Monitor the logs to confirm it's connecting successfully:

docker-compose logs -f runner

You should see confirmation that your runner has registered with Codeberg. After that, any workflow in your repositories that specifies your runner's labels will be delegated to your self-hosted infrastructure.

Performance Wins You'll Notice

By self-hosting your runner, you'll experience:

  • Faster job execution with no queue delays
  • Full control over your CI/CD environment and dependencies
  • Cost savings while supporting Codeberg's non-profit mission
  • Privacy keeping your workflow logs on your own infrastructure
  • Flexibility to scale with your needs

Final Thoughts

Setting up a self-hosted Forgejo runner is one of those infrastructure decisions that pays dividends immediately.
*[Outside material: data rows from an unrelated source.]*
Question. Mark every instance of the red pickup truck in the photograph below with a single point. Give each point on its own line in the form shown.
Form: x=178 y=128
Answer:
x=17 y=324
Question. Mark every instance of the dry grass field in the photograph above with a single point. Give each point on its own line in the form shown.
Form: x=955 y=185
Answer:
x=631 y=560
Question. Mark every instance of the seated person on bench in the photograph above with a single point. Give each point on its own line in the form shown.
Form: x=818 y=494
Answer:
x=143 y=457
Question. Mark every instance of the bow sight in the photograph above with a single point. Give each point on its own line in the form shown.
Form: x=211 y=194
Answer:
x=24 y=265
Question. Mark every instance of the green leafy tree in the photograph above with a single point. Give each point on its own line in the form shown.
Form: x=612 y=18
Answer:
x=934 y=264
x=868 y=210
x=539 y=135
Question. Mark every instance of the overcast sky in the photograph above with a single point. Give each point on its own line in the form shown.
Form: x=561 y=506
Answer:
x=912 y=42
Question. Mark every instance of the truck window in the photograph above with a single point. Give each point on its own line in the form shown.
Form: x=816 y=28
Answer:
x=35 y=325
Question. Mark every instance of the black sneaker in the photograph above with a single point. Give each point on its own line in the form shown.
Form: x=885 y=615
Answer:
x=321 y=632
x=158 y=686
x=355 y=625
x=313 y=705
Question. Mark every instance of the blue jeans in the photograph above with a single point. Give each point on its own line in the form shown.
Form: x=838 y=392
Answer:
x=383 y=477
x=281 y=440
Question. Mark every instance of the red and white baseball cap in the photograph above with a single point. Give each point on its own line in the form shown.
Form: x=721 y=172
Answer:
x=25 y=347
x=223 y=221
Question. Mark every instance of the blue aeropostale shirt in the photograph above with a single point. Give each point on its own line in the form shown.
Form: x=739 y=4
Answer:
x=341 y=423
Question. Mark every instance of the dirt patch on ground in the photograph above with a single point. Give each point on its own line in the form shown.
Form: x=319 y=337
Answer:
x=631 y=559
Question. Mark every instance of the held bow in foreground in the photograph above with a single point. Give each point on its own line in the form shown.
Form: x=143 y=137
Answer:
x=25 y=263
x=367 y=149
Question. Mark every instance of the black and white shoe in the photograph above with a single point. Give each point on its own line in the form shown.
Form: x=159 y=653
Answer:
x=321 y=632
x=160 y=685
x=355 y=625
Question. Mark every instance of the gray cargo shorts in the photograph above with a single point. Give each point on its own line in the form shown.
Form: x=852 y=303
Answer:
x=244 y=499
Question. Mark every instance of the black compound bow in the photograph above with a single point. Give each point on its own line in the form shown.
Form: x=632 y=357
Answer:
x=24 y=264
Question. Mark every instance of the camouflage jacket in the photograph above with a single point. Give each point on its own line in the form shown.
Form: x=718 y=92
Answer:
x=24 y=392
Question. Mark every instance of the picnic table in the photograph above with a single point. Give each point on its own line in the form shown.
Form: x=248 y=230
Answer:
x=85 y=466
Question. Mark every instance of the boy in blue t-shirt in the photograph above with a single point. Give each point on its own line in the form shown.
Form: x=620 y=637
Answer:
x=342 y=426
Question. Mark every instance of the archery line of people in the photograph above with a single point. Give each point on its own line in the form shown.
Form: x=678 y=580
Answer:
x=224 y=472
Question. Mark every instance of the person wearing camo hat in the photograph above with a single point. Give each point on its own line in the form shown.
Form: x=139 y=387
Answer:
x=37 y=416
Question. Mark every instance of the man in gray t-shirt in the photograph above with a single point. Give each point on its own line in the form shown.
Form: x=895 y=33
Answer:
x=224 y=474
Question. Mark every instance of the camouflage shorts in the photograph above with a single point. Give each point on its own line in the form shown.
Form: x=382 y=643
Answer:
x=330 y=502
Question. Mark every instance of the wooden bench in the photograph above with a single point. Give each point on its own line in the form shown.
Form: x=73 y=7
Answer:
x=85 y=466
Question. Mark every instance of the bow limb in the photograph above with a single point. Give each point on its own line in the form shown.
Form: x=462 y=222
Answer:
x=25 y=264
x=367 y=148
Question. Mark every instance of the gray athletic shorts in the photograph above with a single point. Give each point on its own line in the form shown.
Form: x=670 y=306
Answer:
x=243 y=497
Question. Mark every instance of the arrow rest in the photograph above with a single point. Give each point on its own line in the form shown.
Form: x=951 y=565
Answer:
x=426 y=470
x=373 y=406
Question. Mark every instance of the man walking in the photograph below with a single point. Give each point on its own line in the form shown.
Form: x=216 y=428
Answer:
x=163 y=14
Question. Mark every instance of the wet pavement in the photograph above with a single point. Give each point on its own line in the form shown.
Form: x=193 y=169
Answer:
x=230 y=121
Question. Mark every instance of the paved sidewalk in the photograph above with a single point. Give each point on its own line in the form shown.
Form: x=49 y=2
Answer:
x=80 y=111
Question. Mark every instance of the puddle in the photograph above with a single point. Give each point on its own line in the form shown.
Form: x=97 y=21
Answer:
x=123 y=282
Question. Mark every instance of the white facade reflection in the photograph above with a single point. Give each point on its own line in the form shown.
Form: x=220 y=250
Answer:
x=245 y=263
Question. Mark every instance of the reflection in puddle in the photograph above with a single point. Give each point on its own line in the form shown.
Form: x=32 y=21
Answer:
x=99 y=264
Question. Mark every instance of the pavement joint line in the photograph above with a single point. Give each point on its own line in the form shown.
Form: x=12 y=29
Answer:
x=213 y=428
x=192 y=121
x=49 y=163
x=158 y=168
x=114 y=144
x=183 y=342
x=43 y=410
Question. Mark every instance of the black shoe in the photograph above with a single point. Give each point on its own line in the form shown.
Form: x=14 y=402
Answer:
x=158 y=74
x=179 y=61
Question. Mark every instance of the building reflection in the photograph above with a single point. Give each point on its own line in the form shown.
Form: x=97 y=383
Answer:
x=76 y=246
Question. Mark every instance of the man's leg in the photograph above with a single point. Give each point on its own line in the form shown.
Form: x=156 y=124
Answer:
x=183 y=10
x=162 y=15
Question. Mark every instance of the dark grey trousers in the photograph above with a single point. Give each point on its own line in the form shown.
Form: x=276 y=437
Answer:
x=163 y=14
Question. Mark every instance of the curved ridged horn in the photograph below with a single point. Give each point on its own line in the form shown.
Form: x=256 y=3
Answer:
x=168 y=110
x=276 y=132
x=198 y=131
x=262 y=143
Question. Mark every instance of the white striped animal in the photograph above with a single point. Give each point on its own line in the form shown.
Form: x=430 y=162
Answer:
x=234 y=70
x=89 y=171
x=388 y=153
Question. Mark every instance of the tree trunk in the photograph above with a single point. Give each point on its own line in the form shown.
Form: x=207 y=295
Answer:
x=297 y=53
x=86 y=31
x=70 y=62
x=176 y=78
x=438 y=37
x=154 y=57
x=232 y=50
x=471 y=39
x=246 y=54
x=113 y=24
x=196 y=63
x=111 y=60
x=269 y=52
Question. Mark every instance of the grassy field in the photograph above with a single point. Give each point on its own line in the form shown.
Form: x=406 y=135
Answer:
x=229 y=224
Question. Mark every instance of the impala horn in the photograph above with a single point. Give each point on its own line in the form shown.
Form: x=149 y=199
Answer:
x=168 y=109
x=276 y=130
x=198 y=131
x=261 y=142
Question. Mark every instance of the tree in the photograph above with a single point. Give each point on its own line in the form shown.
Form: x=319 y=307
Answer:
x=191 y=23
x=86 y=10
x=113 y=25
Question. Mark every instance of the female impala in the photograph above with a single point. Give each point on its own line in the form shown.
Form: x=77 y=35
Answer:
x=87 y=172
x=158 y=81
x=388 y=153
It's straightforward enough for a Friday afternoon project, yet powerful enough to scale with your development team. Plus, by reducing load on Codeberg's shared runners, you're directly supporting the open-source ecosystem.

If you're already using Codeberg, this is a natural next step. If you're still on GitHub and considering alternatives, reliable CI/CD is often the deciding factor—and now you know you can take full control of it.